Classification dimensions for mashups technologies

This section is an attempt to describe characteristics of mashup technologies as related in addressing security and function requirements of secure mashups. The characteristics should be, to the extent possible, value-free and factual and enable the comparison of the merits different approaches. The different dimensions and properties are distilled from use case scenarios and other general considerations and the various discussions.

We will refer to a self-contained client-side module contain business logic and potentially UI widgets as a component. This is in no way meant to revisit the multitude of component models which have come and gone. If you prefer not to use this term, replace it by the word gadget. When we use the word domain we mean the smallest units of code from which trust domains are formed. The idea of trust domains is indeed subjective and depends on whose perspective this is being seen from.

The following are some of the dimensions which different mashup security technologies can be compared on:


Isolation/Separation of components

Isolation can be performed on following resources

UI elements

End-users are enabled to separate UI elements from different components and identify their origin.

DOM

including structure/elements and also events

Scripting language state

Scripting language runtime environment/state and access to host environment

User-agent state

(cookies, browser history, etc.):

Backend communication

Communication with the outside

Mediated interaction

For any of above resources which are not isolated, i.e., interaction is possible,

a. Is there a mechanism which allow mediation of interaction between components? More specifically,

b. Is there a built-in access control mechanisms. If so, what is the implied access control policy language; Who can decide on (what parts of) the policy?

c.
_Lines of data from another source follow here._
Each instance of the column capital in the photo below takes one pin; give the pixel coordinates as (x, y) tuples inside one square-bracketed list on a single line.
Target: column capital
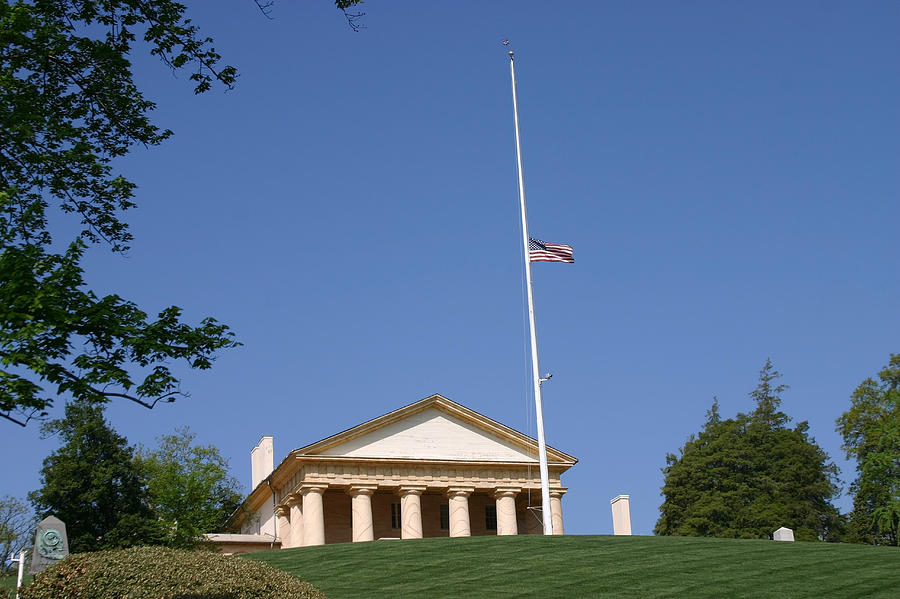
[(460, 491), (506, 491), (355, 490)]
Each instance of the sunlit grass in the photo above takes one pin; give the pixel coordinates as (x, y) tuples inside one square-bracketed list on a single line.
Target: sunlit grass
[(593, 566)]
Is there a well-identified entry point under full control of the component where a component can define its own policy? For the latter, what is the context information available to the component to identify, e.g., information about the caller?


Granularity of separation/mediation

What is the granularity by which above resources can be separated from each other, i.e., what are the types of principals we can assign to components and by which we can separate components based on access control.

a. Is it DNS same-domain, as mostly used today? What _exact_ same-domain policy is enforced?

b. Is there any support for more granular separation/isolation to better address least-privilege, which would mandate that even different code/components from the same server should be separable?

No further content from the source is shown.